Owen Wang
Apr 30, 2023
The Meritocratic Fallacy
“Pull yourself up by the bootstraps!” proclaims the fundamental American imperative. Never has there been a more befitting encapsulation of the United States than this decree, reframing success as a consequence of personal merit rather than of social caste. The phrase itself, once describing an absurd impossibility, has somehow inspired fantastical tales of self-reliance: from Horatio Alger’s archetypal rags-to-riches narrative; to Ayn Rand’s espousal of individualism in Atlas Shrugged; to the contemporary political romanticization of a self-made destiny, exploited ad nauseam by Democrats and Republicans alike.

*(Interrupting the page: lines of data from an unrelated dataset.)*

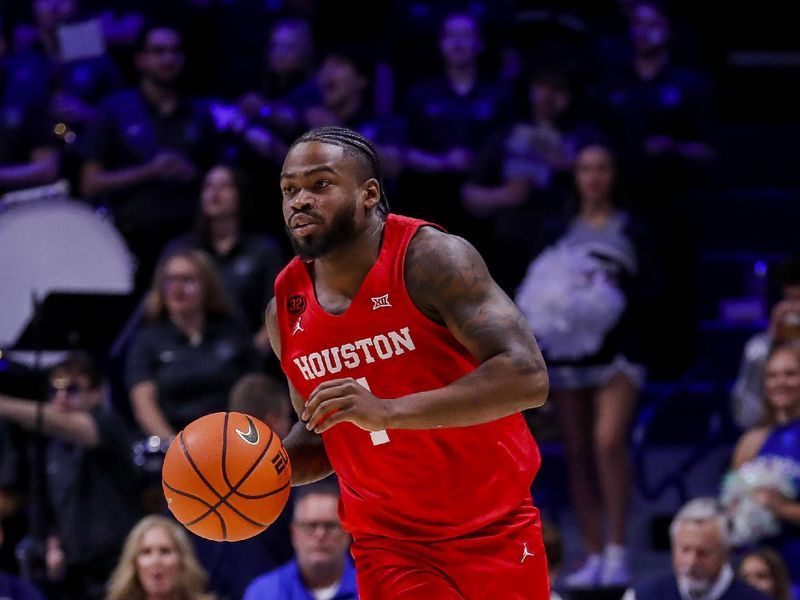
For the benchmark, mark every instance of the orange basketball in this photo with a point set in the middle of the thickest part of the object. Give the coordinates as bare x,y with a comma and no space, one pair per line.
226,476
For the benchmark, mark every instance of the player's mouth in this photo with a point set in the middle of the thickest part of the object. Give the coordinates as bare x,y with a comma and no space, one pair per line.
303,225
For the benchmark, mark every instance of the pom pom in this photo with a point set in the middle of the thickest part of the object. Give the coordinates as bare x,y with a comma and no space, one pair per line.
571,300
750,520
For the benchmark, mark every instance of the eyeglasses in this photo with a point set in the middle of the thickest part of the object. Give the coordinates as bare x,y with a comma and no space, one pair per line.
309,527
180,279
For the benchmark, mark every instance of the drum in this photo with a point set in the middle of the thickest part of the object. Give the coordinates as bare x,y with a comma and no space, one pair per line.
56,246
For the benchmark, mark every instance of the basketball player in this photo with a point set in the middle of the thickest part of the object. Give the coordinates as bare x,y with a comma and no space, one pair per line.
408,368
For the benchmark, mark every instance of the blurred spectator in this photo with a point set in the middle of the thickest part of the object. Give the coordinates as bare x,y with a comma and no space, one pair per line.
662,110
232,566
700,553
582,296
763,568
14,588
784,326
13,485
777,438
518,172
158,562
267,118
28,147
322,568
184,360
148,148
91,486
288,73
448,120
345,84
247,262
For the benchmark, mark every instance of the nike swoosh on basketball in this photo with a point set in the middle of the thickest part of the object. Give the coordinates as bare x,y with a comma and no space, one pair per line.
251,437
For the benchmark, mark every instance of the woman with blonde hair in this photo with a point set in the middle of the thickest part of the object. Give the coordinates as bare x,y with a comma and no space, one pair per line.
191,349
768,455
158,563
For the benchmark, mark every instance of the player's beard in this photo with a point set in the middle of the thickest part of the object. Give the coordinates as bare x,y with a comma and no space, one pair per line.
341,230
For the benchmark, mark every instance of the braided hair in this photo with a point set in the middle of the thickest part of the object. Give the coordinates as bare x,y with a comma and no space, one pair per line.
356,145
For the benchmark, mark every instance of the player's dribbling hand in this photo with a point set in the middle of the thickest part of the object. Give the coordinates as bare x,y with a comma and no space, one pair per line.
340,400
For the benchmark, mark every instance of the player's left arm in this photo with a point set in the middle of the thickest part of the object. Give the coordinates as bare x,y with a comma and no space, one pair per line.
449,282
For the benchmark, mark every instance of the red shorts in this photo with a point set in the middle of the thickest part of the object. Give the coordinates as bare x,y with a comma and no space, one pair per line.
504,560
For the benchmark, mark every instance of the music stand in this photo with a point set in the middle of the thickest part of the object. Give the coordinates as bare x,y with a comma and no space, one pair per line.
87,321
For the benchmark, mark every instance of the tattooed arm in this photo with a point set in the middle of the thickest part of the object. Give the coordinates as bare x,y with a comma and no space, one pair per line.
449,282
305,448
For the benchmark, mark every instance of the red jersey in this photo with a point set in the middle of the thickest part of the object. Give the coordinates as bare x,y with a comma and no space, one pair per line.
407,484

The ‘bootstrapping’ exemplar nevertheless continues to thrive – as it has for hundreds of years – because it acknowledges one of the most admired principles of our society – the enduring belief that, on the Land of Opportunity, anyone can prevail, as long as they have the necessary fortitude and resolve. This idiosyncratic model of success, the so-called ‘American Dream’, concedes that our nation stands firmly on the pedestal of meritocracy, that America’s civil framework unfailingly rewards ingenuity and ambition, instead of elitism and privilege.
Yet our beloved meritocracy is merely a fantasy, based upon aspirational ideals rather than an objective representation of American citizenry. It operates on a condition non-existent in the United States, as it quietly reinforces what we want to believe instead of what is evidently true. Meritocracy, essentially, assumes that class structure is defunct, that opportunity is equitably dispersed, that the social mobility escalator is universally accessible. The reality, of course, is much more prosaic: the United States was founded on a socioeconomic hierarchy, one that persists in many of our systems, from education to employment to medical care.
The ignorance stemming from our meritocratic beliefs is flagrantly obvious, yet we consciously accept it as a rationalization for our inequitable policies and institutions. This acceptance, emanating from our unbridled conviction in the American Dream, ratifies a certain expectation for success, the lack thereof implying a kind of personal failure, regarded with apathy or disdain from the American elite. Such contempt has, for instance, modulated political discourse around the social security net, impelling our reluctance to expand or improve existing public assistance programs because, by the flawed logic of meritocracy, the underprivileged should be able to pull themselves up ‘by the bootstraps’ without any government support.
That reasoning, in essence, is the American meritocracy: an alluring idea that endorses a culture of equalized opportunity and individual excellence, while ignoring the structural inequalities that had always limited the potential of numerous Americans. It speaks to the best of our country and hides the worst. The result is a nation that celebrates the few who achieve great success and one that turns a blind eye to the many who are left behind.